Consider the RequiredDeep type from type-fest. In accordance with the issue, we don't get any errors after the 3rd level of depth:

import { RequiredDeep } from "type-fest"

declare const b: RequiredDeep<{
    a: { b: { c: "B" } }
}>

const a: RequiredDeep<{
    a: { b: { c: "A" } }
    // no error
}> = b

These kinds of types are quite common, and this limitation is not difficult to run into. In fact, as far as I can tell, it is currently impossible to write a version of RequiredDeep that circumvents this problem. I think the reason we haven't heard more about this bug is exactly the reason it is so insidious- no normal form of type testing would catch this.

ArkType has hundreds of tests both snapshotting typeToString() results as well as comparing types directly for equivalency. This issue has always affected any ArkType definition that is more than 3 levels deep, but I'm just now learning about it because why would I write a test comparing two types that I can see serialize the way I expect and give type hints?

However, that doesn't mean there aren't potentially hundreds or thousands of errors out there being ignored as a result of this logic.

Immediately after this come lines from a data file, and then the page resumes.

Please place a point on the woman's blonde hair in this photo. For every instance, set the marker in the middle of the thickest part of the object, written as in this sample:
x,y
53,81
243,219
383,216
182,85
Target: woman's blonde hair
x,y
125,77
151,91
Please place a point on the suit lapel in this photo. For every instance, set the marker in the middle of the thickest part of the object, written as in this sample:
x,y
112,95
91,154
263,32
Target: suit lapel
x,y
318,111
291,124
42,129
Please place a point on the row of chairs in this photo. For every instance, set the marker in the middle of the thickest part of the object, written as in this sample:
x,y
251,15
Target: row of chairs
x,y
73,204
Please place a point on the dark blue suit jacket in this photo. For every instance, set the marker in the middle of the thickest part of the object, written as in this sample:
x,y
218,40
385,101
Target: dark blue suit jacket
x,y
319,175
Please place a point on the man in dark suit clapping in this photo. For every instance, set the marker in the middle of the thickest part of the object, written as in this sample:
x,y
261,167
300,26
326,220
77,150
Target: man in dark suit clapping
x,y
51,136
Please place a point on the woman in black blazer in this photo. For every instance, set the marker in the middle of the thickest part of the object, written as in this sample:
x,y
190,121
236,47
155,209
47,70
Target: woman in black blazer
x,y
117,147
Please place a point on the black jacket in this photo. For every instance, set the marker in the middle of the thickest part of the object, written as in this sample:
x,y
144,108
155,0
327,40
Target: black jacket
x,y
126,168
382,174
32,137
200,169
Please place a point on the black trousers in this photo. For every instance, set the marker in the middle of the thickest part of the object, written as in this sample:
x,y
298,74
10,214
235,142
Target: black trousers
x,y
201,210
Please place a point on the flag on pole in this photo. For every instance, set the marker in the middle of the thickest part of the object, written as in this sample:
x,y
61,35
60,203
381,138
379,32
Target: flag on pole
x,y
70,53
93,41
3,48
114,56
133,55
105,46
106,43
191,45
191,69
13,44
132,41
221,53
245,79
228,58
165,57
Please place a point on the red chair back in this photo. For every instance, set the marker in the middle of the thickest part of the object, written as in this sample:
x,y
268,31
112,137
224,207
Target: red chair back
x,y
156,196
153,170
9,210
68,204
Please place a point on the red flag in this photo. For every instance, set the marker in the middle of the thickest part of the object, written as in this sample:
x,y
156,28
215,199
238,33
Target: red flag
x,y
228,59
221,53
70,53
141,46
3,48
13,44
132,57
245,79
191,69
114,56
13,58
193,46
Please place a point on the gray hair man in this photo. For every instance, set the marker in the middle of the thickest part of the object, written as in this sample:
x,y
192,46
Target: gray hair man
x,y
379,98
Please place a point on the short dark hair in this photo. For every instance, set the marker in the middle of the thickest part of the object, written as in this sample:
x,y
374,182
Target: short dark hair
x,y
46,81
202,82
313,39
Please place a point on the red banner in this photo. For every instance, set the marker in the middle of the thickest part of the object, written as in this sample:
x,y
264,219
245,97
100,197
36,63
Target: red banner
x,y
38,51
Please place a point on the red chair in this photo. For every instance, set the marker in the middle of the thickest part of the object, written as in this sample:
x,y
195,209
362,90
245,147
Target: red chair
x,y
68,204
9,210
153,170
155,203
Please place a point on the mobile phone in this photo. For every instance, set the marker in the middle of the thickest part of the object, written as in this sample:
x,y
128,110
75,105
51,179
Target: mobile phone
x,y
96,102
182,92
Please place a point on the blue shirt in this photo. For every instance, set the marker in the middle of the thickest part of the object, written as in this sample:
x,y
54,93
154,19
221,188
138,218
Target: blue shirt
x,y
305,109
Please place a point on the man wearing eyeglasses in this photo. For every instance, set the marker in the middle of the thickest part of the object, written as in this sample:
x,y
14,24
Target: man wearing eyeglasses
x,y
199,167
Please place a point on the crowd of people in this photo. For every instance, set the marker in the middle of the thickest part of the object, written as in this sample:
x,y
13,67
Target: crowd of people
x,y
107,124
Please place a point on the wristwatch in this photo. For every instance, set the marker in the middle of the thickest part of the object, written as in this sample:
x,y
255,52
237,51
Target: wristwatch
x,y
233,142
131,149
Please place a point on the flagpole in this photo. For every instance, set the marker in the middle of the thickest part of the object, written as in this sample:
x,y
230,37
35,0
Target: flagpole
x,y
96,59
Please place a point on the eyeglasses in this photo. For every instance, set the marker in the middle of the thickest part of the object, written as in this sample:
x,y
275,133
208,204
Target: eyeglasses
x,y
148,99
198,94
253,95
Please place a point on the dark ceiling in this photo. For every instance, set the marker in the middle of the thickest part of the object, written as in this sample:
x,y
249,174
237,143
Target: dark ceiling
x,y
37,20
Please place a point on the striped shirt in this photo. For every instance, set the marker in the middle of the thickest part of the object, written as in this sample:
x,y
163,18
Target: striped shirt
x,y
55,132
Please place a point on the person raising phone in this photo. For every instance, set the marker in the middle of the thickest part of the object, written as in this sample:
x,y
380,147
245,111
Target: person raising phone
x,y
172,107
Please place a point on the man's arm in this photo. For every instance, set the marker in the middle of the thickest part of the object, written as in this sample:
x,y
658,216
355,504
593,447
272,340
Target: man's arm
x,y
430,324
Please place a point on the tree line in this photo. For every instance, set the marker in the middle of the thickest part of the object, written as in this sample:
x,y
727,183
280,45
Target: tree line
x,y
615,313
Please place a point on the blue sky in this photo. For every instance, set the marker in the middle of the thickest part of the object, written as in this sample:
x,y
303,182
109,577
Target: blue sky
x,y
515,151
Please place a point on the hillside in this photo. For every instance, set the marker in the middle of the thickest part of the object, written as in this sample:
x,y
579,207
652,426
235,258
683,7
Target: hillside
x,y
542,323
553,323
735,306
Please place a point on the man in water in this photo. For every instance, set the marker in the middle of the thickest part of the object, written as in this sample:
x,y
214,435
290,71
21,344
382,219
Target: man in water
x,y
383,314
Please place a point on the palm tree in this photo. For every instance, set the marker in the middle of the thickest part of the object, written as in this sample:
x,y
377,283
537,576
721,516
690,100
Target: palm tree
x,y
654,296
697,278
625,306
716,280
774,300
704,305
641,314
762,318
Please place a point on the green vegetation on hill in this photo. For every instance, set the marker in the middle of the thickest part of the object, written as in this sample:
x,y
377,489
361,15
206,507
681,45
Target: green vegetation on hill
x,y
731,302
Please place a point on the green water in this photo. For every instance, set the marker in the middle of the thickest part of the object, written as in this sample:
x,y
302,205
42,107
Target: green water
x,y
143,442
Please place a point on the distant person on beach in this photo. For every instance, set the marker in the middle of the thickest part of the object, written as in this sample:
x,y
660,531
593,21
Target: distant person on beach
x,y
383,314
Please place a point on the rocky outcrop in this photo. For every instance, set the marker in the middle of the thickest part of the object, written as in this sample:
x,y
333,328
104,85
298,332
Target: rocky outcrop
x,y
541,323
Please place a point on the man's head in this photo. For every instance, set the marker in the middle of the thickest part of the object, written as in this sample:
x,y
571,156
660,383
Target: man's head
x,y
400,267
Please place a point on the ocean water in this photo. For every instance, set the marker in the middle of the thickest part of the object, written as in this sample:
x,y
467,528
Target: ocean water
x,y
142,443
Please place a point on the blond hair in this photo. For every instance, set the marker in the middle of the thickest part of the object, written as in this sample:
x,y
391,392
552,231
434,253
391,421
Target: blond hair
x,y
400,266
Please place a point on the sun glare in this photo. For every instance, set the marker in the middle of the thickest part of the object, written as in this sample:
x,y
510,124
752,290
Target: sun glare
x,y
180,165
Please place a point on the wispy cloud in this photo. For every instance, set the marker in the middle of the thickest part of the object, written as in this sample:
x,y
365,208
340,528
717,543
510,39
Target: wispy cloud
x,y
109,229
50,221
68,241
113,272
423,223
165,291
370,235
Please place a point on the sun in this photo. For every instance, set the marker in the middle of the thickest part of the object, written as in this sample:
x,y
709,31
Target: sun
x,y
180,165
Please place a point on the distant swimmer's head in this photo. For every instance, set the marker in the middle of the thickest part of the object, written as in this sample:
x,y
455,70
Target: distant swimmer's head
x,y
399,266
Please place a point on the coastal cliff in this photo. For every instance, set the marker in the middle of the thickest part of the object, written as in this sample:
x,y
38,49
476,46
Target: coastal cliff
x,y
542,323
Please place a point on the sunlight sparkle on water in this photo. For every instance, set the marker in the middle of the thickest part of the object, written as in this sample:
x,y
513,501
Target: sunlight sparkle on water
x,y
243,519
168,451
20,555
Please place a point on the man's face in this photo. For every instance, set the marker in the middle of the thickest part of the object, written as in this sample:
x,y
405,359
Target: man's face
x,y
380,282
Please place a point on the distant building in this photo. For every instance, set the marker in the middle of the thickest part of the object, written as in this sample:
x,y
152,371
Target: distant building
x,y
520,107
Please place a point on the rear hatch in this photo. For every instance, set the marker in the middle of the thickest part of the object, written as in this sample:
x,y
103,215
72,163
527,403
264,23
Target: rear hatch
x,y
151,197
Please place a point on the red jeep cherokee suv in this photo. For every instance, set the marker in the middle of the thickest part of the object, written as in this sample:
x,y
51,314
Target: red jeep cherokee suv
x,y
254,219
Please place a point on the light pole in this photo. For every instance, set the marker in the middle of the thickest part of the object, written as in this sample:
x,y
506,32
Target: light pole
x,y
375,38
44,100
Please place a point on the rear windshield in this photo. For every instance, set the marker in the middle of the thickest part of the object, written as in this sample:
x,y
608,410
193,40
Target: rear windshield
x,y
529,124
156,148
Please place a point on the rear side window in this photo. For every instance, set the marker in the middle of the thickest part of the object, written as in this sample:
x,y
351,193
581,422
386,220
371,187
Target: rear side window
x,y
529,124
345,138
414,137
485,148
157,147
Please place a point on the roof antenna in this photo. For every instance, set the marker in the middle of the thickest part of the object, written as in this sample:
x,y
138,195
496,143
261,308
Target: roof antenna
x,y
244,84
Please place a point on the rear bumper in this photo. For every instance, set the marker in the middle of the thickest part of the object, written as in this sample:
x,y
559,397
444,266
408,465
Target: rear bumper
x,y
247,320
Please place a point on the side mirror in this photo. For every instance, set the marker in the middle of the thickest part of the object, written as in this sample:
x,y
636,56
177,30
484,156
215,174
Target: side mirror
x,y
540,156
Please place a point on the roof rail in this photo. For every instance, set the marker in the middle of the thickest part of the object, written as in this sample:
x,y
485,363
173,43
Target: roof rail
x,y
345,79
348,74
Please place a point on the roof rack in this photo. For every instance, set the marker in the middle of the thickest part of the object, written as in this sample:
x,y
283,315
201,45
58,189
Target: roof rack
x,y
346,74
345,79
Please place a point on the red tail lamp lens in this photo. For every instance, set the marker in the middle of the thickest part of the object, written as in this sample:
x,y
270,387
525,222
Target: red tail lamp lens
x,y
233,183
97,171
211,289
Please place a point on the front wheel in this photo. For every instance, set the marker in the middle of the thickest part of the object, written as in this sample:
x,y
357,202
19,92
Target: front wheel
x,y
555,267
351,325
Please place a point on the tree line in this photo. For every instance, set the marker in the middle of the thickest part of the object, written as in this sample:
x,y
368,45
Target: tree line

I understand these kinds of recursive structural comparisons are complex and perf-intensive, and having a depth cutoff is necessary. Is there any reason we can't adjust the behavior upon hitting this limit so that instead of allowing the mutual assignment, it fails?

The false negative here would be much more easily discovered and solved via a simple cast, unlike the current behavior which is extremely hard to find and seemingly impossible to resolve, even with knowledge of it.